See Also: 'Forbidden Fruit' Episode Guide


Two officers run across a man dumping the body of a woman into a car trunk. They go after him and in the process of climbing a fence in an attempt to flee, the young man is killed. Mac Taylor shops in a convenience store and runs into Ella McBride (last seen in "Dead Inside"), whose mother killed her father. Ella asks Mac out to breakfast, but he gets a call to a crime scene. He meets Danny and Flack by the car; the man the police shot is identified as Tony Clark, while Danny finds car registration forms belonging to Isabelle Vaughn, giving them an ID for their victim. Danny uncovers a bright red stain on the driver's side carpet, and recovers Tony's cell phone with a fresh text reading, "Is it done yet?" There's no corresponding stain on Tony's shoe, suggesting a second person is involved. The bodies are brought to the morgue where Sid begins the autopsies and is shocked to discover Isabelle's organs have literally liquefied. Sid tells Hawkes that both victims consumed some decidedly odd cuisine, from raw onions to dandelions to citrus peels, but Isabelle consumed large amounts of sodium hydroxide, which killed her. Adam tells Danny he discovered the substance under Isabelle's fingernails is elephant dung. He tries to give Danny financial advice, but Danny is distracted when Lindsay comes to tell him the baby kicked. Lindsay heads off to show Mac a discovery she's made: the trace on the car carpet was from a red berry that alters taste buds, explaining the odd cuisine Isabelle and Tony ingested. Flack gets an ID from the phone company for the person who sent Tony the text: Quincy Feeney. The young woman tells Mac and Flack that she barely knew Isabelle, a famous handbag designer. She claims Isabelle's death was accidental and that she and Tony were simply trying to get rid of the woman's body, knowing that her death at Tony's party made them look suspicious. At Tony's apartment, Danny and Hawkes find the primary crime scene in the bathroom, where the sink is filled with Isabelle's blood. Danny finds drain cleaner and wonders if it is the murder weapon.

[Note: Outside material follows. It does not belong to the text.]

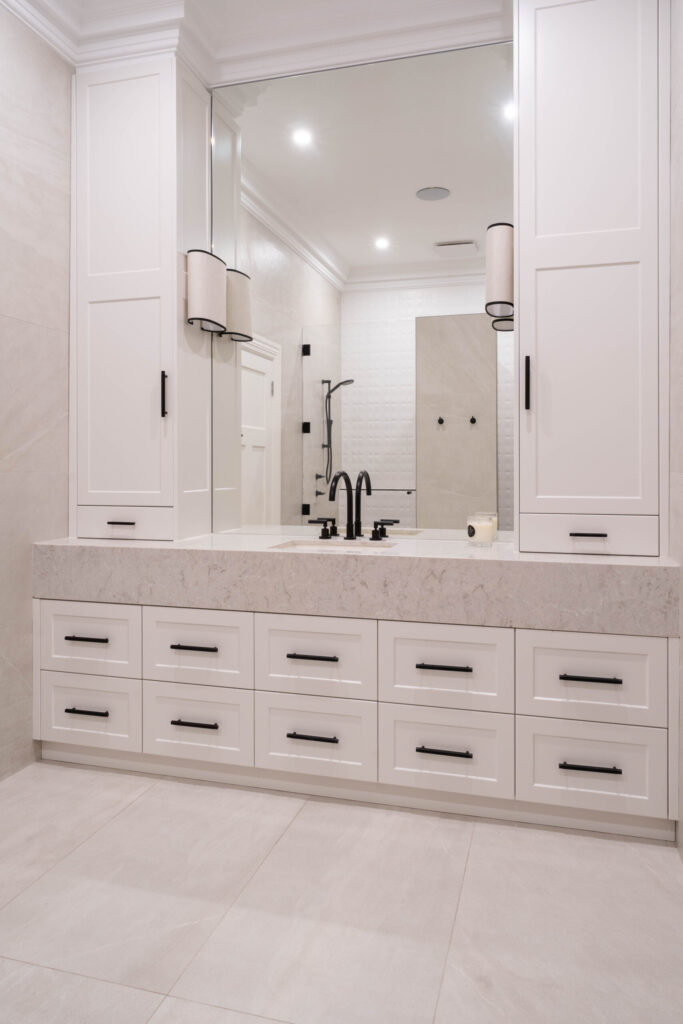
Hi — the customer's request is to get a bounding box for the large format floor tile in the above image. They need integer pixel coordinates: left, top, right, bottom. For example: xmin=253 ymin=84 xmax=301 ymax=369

Ella McBride shows up at Mac's office with one of the postcard confessions from the site she runs that she thinks might be linked to Isabelle, featuring her trademark logo with the words "I want her dead" on the back. Mac and Flack question Marina Morton, Isabelle's business partner whom she was suing and about to break away from. Marina scoffs at the idea of Isabelle as a threat, and claims she made Isabelle who she was. She denies any knowledge of the postcard. Back at the lab, Hawkes discovers the sodium hydroxide that killed Isabelle was mixed in a blender. He also learns it was pure, meaning the drain cleaner Danny found wasn't the murder weapon. Hawkes is befuddled when the genetic analyzer is unable to get a read on Marina's DNA, and he takes the machine apart to recalibrate it. Adam has analyzed elephant feces found in Tony's apartment and managed to trace them to a man named Colby Fisher, who uses the material in making recycled paper. Danny and Flack pay the man a visit, and he admits to trying to get Isabelle to eat the material as a prank at the party. Danny notices sodium hydroxide on a shelf and takes a canister for analysis. Lindsay analyzes the card Ella brought Mac and finds evidence Ella herself made it, confirmed by Mac when he runs a handwriting analysis on a doodle beneath the other material on the card. Mac angrily confronts Ella, who tells him she was lonely and just wanted to see him again. Mac leaves angrily after telling her she wasted precious time on the case. Danny matches the sodium hydroxide from Colby's paper plant to the substance that killed Ella and he and Flack interrogate the paper maker. Colby admits to having a relationship with Isabelle that ended when he cheated on her with her business partner, Marina. He adamantly denies killing her. Hawkes figures out the mystery of Marina's DNA: a leaf she ingested that dissolves DNA. When the CSIs find traces of the leaf on the blender and realize Marina's affair with Colby gave her access to his sodium hydroxide, they realize they have their killer. Marina arrogantly tells them she killed Isabelle for defying her. Mac gets a call from Ella McBride, clearly in distress. He rushes to her apartment and finds she's sliced her wrists; he bandages them up and takes the distraught young woman to the hospital, passing by a secret that reads, "I will make him love me."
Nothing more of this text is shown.